In Bangladesh, people need to prove their ages in all kinds of places – for getting government jobs, admitting children to schools, courtroom sessions, and so on.
Thanks to a section of grassroots level public representatives and public servants and virtually zero monitoring by the government, one can easily “customise” the official birth certificate according to their needs.
Recently, in Rajbari district, a 22-year-old accused in a case secured freedom by proving before a local court that he was not an adult.
According to the website of the Local Government Department, there are five authorities for awarding birth certificates – union parishads (UP), municipal corporations, city corporations, cantonment boards and the embassies.
These authorities award the birth certificates mainly on the basis of recommendations and approvals from local public representatives such as UP chairmen, ward councillors and so on.
In Jessore, the UP chairman of Sharsha union recently helped in a child marriage by issuing false certificates that proved that two minor boy and girl were adults.

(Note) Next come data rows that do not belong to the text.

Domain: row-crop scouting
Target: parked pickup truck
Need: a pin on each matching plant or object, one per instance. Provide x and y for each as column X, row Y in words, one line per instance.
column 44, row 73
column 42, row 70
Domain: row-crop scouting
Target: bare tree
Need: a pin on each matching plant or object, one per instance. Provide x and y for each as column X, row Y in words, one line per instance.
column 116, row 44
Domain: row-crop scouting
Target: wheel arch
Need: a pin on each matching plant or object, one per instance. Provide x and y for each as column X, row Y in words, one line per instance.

Apart from these serious issues, parents and guardians often tend to “customise” the birth dates of school going children.
The education policy states that the minimum age for getting admission in a school is six and sitting in the SSC examination is 15.
According to the public service recruitment policy, the maximum age for application eligibility is 31 years. Even many private banks nowadays have their own minimum age for recruitment.
These have prompted many guardians and parents to want their ward to sit in exams at the minimum possible age, so that they can get more time to apply for jobs.
Some guardians get actual birth certificates with false dates by pursuing recommendation out of public representatives, some of whom do it for money and others to show that they have the power.
Sources at government offices said the trend spiked after the lottery system was introduced for admission in schools and a rule was made that the younger child would be chosen if there were two candidates against one available seat.
The same rule for choosing the younger candidate was introduced for admission in the colleges as well.
AKM Saiful Islam Chowdhury, project director of the Birth and Death Registration Project of the government, told the Dhaka Tribune that they had been facing a huge rush during February-May every year because that was the time for registration for the primary terminal examinations.
He also said sometimes parents and even school authorities applied for re-registration saying a child’s birth certificated needed to be changed on “humanitarian grounds.”
Earlier this week, the parents and teachers of at least one hundred fifth grade students of a primary school in Bhairab of Kishoreganj found out that the kids would not be able to sit for the primary terminal examination because all of them were nine years old on papers; for sitting in the exam, a child must be at least 11 years old.
Some of them have sought fresh birth certificates from the local issuing authority citing “humanitarian grounds.”
Saiful said he was annoyed that some opportunists had been misusing the birth registration system and violating law.
“After proper investigation, we will take strong steps to rectify the loopholes,” he said.